A tentative for browsing the classical musique
... is a pain. Better install the virtual machine. Launch it, connect to it with ssh -p 2222 vm@localhost (password: musicbrainz). then
sudo su - musicbrainz
cd musicbrainz-server/admin/
./psql READWRITE
In PosGres:
\c musicbrainz
Then you can query:
select id as artistId, name, trackId, title
from musicbrainz.artist_name as names
inner join(
select titles.trackId, credits.name as artist, titles.title
from musicbrainz.artist_credit as credits
inner join (
select tracks.id as trackId, tracks.artist_credit as credit, titles.title
from musicbrainz.track as tracks
inner join musicbrainz.aaa_titles as titles
on tracks.name = titles.id) titles
on titles.credit = credits.id ) credits
on names.id = credits.artist
See https://github.com/frioult/clasik/blob/master/filter/filter-russ.sed.

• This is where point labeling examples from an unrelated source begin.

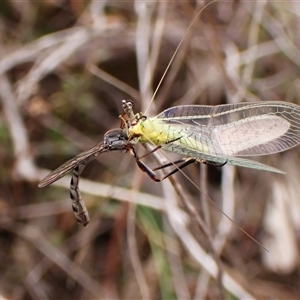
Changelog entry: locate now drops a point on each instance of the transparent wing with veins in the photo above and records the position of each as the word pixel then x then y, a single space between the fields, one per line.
pixel 81 159
pixel 220 133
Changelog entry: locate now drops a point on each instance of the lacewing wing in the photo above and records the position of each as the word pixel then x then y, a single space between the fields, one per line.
pixel 209 134
pixel 223 133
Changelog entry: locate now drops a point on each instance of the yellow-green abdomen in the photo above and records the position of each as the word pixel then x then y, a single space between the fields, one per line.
pixel 153 130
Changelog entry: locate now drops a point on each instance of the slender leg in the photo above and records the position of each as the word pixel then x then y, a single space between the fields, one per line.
pixel 214 164
pixel 152 175
pixel 186 163
pixel 78 206
pixel 169 164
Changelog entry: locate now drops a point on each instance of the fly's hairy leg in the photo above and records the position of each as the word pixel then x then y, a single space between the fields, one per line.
pixel 78 206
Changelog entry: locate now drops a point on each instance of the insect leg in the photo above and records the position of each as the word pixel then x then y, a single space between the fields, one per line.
pixel 78 206
pixel 169 164
pixel 159 147
pixel 152 175
pixel 186 163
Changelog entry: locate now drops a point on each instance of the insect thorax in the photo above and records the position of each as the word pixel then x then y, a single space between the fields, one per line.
pixel 150 130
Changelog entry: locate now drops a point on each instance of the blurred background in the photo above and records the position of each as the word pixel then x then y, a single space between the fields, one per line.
pixel 65 67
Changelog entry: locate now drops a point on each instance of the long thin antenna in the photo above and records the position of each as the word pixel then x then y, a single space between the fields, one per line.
pixel 175 53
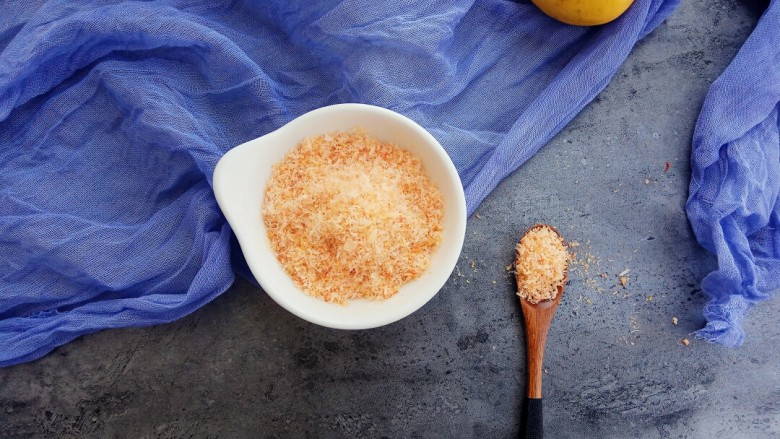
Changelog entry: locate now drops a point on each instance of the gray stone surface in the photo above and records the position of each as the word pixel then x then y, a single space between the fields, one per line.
pixel 616 368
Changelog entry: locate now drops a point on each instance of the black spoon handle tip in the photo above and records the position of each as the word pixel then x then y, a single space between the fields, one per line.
pixel 533 424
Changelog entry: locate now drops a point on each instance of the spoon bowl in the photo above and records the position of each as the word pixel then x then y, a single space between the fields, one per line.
pixel 538 318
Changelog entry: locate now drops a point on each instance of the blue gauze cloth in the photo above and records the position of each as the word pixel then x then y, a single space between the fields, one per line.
pixel 113 116
pixel 734 199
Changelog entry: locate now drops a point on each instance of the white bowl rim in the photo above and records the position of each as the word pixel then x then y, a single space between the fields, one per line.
pixel 458 210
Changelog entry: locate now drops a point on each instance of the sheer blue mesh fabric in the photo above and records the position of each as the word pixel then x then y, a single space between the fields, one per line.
pixel 734 201
pixel 114 114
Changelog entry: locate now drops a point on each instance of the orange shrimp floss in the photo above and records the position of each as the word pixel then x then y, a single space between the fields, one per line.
pixel 352 217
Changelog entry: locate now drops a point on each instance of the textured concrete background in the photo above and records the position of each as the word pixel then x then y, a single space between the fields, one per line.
pixel 616 368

php index.php titles.txt | sed -f filter.sed > titles.txt.sed
(echo "{"; echo '"titles": [ '; sed -f transform.sed titles.txt.sed | head -2000; echo "{}"; echo "]"; echo "}") > titles.json
node -e "console.log(JSON.stringify(JSON.parse(require('fs') .readFileSync(process.argv[1])), null, 4));" titles.json
We use a shell script, that removes lines from a copy of the input and stores the track id in the .remove
file :
#!/bin/bash
if [ $# -ne 1 ]; then
ec ho "erreur usage: $0 <JSON file>" 1>&2
echo "filters the parts of the JSON with incorrect format" 1>&2
exit 1
fi
input=$1; shift
new=$input.json
cp $input $new
# remove list
remove=$input.remove
rm $remove 2>/dev/null
while :; do
set $(node -e "console.log(JSON.stringify(JSON.parse(require('fs') .readFileSync(process.argv[1])), null, 4));" $new 2>&1 | grep "undefined" | sed 's/.*://') > /dev/null
if [ $# -eq 0 ]; then
break
else
track=$(sed -n "$1p" $new | sed 's/.*"track":\([0-9]*\).*/\1/')
echo $track
echo $track >> $remove
sed -i $1d $new
fi
done
(takes also a long time)
cat titles.json.remove | (while read a; do sed -i "/$a/d" titles.json; done)
A much better solution:
awk -F'|' 'BEGIN{while ((getline < "tracksToBeRemoved.txt") > 0){tab[$1]=1}}{if($3 in tab)next;print}' titles.txt |wc -l
At the end, edit the titles.json
file to close the JSON delimiters. The result is here.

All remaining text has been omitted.